Lightning + hydra + ray tune basic example

Hello, I have a pytorch lightning model whose hyper parameters are handled by hydra config.

These configs are organised in different folders as hydra makes these easy to manage. This is the template for my main config.

defaults:
  - _self_ 
  - trainer: default_trainer
  - training: default_training
  - model: default_model
  - data: default_data
  - augmentation: default_augmentation
  - transformation: default_transformation

general:
  log_dir: outputs
  inference_checkpoint: path/to/checkpoint

For each section in the defaults list there are other yaml files containing the various hyper parameters. For example, the training one is in conf/training/default_training.yaml and it reads:

a_w: 1.0
b_w: 1.0
c_w: 1.0
d_w: 1.0
# etc...

My (ultra-simplified) training script looks like:

def train_model(cfg):
    model = MyLightningModel(cfg)
    trainer = Trainer(**cfg.trainer)
    trainer.fit(model)

@hydra.main(config_path='conf', config_name='config')
def main(cfg: DictConfig):
    train_model(cfg)

if __name__ == '__main__':
    main()

Now, what I’d love to do is to use Ray Tune to find optimal values for a_w, b_w, c_w, and d_w. By reading this guide, I managed to change the training script as:

def train_model(cfg):
    model = MyLightningModel(cfg)
    tune_callback = TuneReportCallback({"loss": "val/avg_loss"},  on="validation_end")
    trainer = Trainer(**cfg.trainer, callbacks=[tune_callback])
    trainer.fit(model)

@hydra.main(config_path='conf', config_name='config')
def main(cfg: DictConfig):
    scheduler = ASHAScheduler(max_t=10, grace_period=1, reduction_factor=2)
    reporter = CLIReporter(metric_columns=["dIOUa", "training_iteration"],
                           parameter_columns=["rmse_w"])

    cfg.training.a_w = tune.uniform(0.0, 1.0)
    cfg.training.b_w = tune.uniform(0.0, 1.0)
    cfg.training.c_w = tune.uniform(0.0, 1.0)
    cfg.training.d_w = tune.uniform(0.0, 1.0)

    analysis = tune.run(tune.with_parameters(train_hydranet,
                                             num_epochs=10,
                                             num_gpus=0),
                        resources_per_trial={
                            "cpu": 1,
                            "gpu": 0
                        },
                        metric="loss",
                        mode="min",
                        config=cfg,
                        num_samples=10,
                        scheduler=scheduler,
                        progress_reporter=reporter,
                        name="tune_mymodel")

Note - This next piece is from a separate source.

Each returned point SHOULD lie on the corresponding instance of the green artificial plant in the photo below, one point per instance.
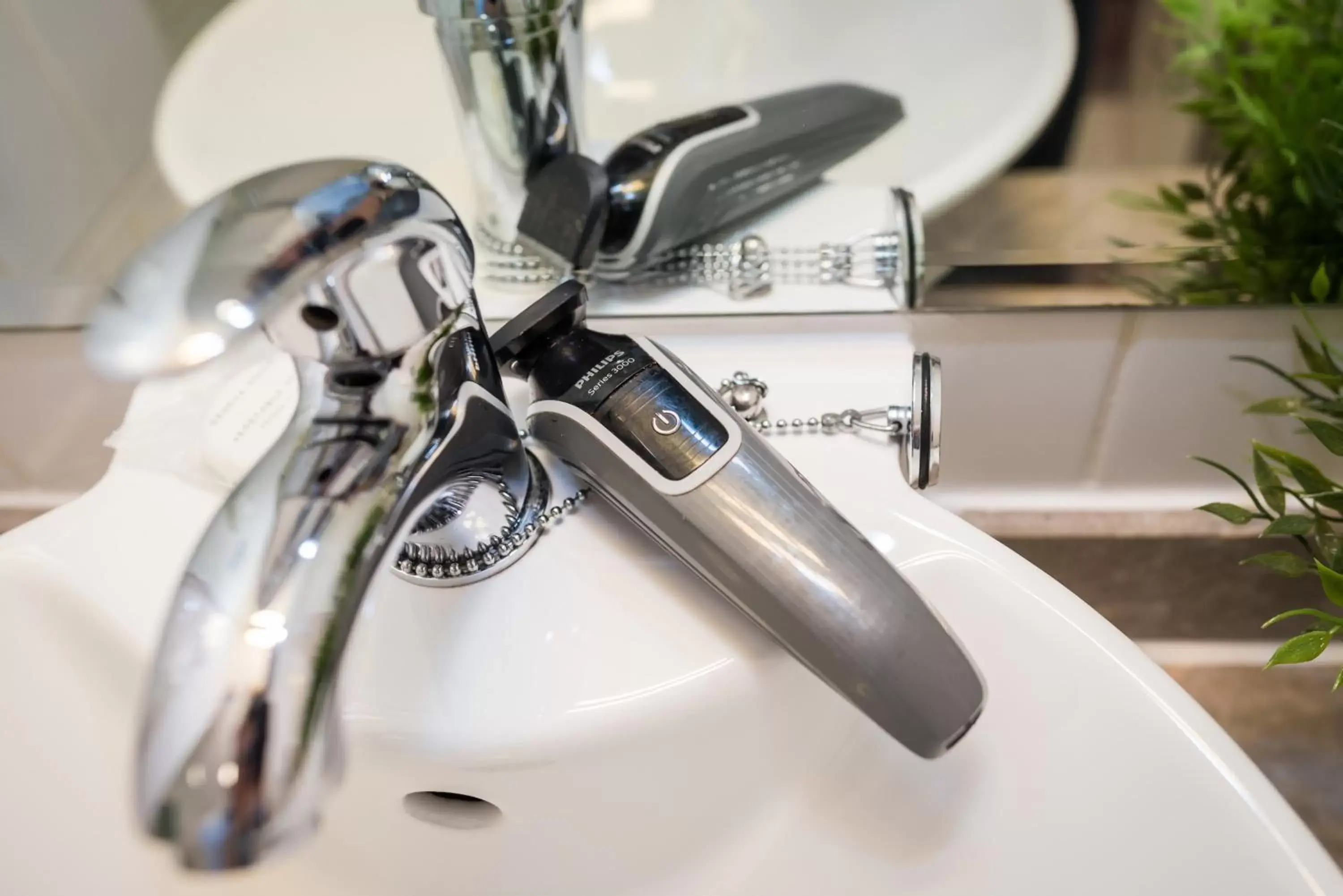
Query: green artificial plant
(1294, 498)
(1267, 82)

    print("Best hyperparameters found were: ", analysis.best_config)

if __name__ == '__main__':
    main()

This however raises an exception

Traceback (most recent call last):
    cfg.training.a_w = tune.uniform(0.0, 1.0)
omegaconf.errors.UnsupportedValueType: Value 'Float' is not a supported primitive type
    full_key: training.a_w
    object_type=dict

This is not super clear to me, is it telling me that I cannot assign a Float value to a dict?

What would the proper way of using RayTune with hydra? Changing the way configs are handled is not really an option as we heavily rely on hydra at this point (I may need to rewrite most of the lightning module).

Thanks a lot!